Oyèrónkẹ́ Oyěwùmí (born November 10, 1957) is a Nigerian gender scholar and full professor of sociology at Stony Brook University. She acquired her bachelor's degree in political science at the University of Ibadan in Ibadan, Nigeria and went on to pursue her graduate degree in Sociology at the University of California, Berkeley. Oyěwùmí is the winner of the African Studies Association's 2021 Distinguished Africanist Award, which recognizes and honours individuals who have contributed a lifetime of outstanding scholarship in African studies combined with service to the Africanist community.

In her 1997 monograph, The Invention of Women: Making an African Sense of Western Gender Discourses, she offers a postcolonial feminist critique of Western dominance in African studies. The book won the American Sociological Association's 1998 Distinguished Book Award in the Gender and Sex category.

Motive 
Oyěwùmí began her educational journey at the University of Ibadan (UI), where she studied political science. During her time at UI, she took a sociology course that left a "deep impression," which influenced her to study sociology in graduate school.

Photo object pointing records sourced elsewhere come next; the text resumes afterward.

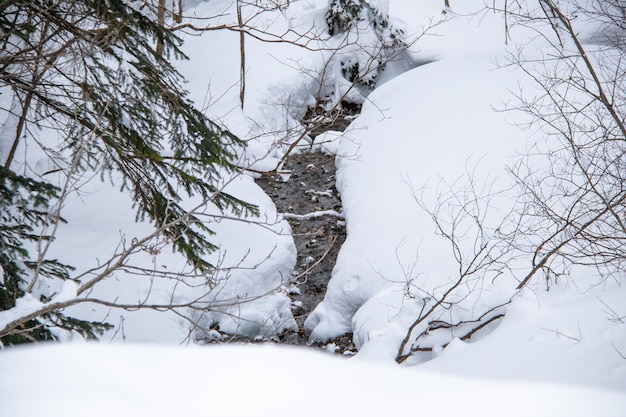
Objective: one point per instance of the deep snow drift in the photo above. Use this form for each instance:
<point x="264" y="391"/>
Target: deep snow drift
<point x="427" y="127"/>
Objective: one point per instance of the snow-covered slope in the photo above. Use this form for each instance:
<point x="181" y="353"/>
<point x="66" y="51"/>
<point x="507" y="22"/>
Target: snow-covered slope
<point x="105" y="380"/>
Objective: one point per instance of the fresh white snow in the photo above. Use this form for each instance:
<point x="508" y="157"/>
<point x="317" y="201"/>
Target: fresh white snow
<point x="556" y="353"/>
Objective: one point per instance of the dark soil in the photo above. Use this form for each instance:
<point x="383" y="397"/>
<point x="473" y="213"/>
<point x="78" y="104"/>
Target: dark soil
<point x="310" y="188"/>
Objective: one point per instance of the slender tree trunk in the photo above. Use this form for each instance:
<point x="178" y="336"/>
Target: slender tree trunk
<point x="242" y="52"/>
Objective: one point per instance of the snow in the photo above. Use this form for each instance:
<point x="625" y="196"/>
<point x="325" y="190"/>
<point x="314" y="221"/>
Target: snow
<point x="105" y="380"/>
<point x="557" y="352"/>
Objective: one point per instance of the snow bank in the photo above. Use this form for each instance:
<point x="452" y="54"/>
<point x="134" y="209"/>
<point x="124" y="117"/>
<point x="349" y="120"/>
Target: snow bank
<point x="101" y="380"/>
<point x="427" y="128"/>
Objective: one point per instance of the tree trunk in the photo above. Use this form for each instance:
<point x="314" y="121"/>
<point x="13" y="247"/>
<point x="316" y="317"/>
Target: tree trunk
<point x="242" y="52"/>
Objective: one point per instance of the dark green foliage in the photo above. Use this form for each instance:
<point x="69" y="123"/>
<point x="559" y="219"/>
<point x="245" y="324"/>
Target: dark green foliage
<point x="88" y="69"/>
<point x="23" y="205"/>
<point x="122" y="107"/>
<point x="354" y="15"/>
<point x="343" y="15"/>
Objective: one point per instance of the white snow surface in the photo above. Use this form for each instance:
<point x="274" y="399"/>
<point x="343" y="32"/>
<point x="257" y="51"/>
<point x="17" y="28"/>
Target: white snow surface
<point x="100" y="380"/>
<point x="556" y="353"/>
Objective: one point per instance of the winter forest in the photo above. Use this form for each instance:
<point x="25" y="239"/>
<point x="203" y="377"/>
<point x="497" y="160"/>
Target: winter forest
<point x="277" y="207"/>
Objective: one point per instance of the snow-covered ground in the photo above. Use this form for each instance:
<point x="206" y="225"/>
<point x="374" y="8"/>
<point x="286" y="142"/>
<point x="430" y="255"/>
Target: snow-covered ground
<point x="561" y="352"/>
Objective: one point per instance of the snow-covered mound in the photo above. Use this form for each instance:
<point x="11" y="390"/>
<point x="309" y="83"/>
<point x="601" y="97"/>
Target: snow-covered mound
<point x="140" y="380"/>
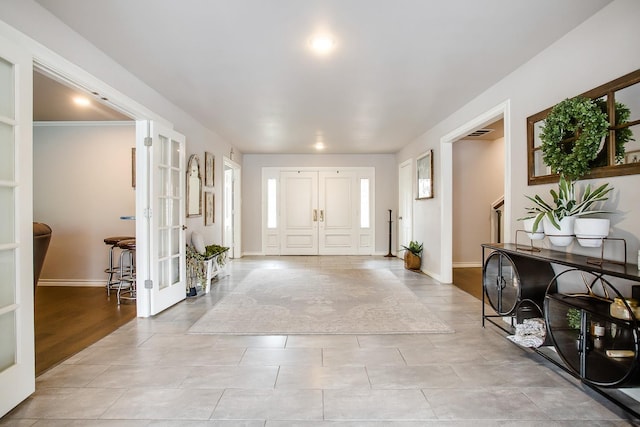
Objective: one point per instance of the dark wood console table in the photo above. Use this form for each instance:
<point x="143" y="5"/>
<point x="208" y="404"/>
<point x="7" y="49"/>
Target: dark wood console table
<point x="519" y="283"/>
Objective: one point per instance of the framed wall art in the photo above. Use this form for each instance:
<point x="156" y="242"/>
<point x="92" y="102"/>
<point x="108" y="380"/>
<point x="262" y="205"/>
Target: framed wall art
<point x="424" y="168"/>
<point x="209" y="165"/>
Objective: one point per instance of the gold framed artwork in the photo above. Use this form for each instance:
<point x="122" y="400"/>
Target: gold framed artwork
<point x="209" y="169"/>
<point x="424" y="172"/>
<point x="209" y="208"/>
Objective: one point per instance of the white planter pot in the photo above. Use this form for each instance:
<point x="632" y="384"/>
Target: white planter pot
<point x="536" y="234"/>
<point x="562" y="237"/>
<point x="591" y="231"/>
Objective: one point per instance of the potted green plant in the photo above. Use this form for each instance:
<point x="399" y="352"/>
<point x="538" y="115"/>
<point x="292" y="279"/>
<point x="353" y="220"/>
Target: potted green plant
<point x="558" y="216"/>
<point x="412" y="255"/>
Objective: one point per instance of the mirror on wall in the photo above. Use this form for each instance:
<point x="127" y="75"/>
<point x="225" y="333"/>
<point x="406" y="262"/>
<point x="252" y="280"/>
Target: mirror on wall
<point x="194" y="187"/>
<point x="619" y="152"/>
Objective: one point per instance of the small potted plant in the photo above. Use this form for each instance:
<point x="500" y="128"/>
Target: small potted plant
<point x="412" y="255"/>
<point x="559" y="216"/>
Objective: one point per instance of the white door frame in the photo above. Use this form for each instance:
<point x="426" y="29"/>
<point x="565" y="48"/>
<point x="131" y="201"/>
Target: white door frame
<point x="236" y="222"/>
<point x="404" y="217"/>
<point x="71" y="74"/>
<point x="17" y="374"/>
<point x="502" y="110"/>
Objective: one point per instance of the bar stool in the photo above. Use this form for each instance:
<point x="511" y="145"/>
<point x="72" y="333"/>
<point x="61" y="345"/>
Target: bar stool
<point x="127" y="272"/>
<point x="113" y="269"/>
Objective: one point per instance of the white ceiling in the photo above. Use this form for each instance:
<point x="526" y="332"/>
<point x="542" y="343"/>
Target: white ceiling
<point x="243" y="68"/>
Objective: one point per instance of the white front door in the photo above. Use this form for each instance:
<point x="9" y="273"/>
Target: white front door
<point x="326" y="212"/>
<point x="299" y="213"/>
<point x="160" y="213"/>
<point x="405" y="203"/>
<point x="17" y="353"/>
<point x="227" y="211"/>
<point x="337" y="213"/>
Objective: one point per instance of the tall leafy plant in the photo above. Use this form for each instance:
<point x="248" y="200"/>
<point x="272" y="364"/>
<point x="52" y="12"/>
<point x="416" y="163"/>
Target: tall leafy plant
<point x="566" y="203"/>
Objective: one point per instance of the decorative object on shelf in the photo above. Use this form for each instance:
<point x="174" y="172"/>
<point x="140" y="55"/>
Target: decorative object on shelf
<point x="209" y="208"/>
<point x="573" y="318"/>
<point x="200" y="268"/>
<point x="591" y="231"/>
<point x="558" y="217"/>
<point x="412" y="255"/>
<point x="536" y="233"/>
<point x="571" y="136"/>
<point x="209" y="169"/>
<point x="424" y="172"/>
<point x="194" y="187"/>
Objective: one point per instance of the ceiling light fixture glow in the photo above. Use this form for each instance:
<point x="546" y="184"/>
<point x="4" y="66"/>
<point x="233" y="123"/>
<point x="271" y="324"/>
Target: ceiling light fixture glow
<point x="322" y="44"/>
<point x="81" y="101"/>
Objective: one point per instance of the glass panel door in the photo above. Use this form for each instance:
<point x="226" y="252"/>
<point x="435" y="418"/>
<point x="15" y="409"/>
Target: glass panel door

Then, in graduate school at the University of California at Berkeley, she enrolled in her first sociology of gender seminar. 

Through taking such a course, she states,"I was shocked by the grand and grandiose claims being made about women of all societies and from all times: claimed that women are powerless... because Western societies looked a certain way, then all other societies had to be like that." Oyěwùmí was intrigued by these claims because, in her own culture, Yoruba do not use gender. Instead, in Yoruba, they express in terms of seniority. Furthermore, Oyěwùmí realized that various theories and concepts came from European and American experiences that may not have any relation to African societies. Understanding the implications of Western theories and concepts on non-western countries is an area of interest for Oyěwùmí.

The Invention of Women 
In The Invention of Women, Oyěwùmí presents modern Yoruba gender stratification as a Western colonial construct. She states that the woman question and binary gender are ideas that stem from the West, effectively eliminating their validity in analyzing gender relations within African society; she specifically speaks to the nonsexist and gender-neutral nature of the Yoruba language. Through this deconstruction, she introduces an alternate method of understanding both Western and Yoruba cultures in the modern world.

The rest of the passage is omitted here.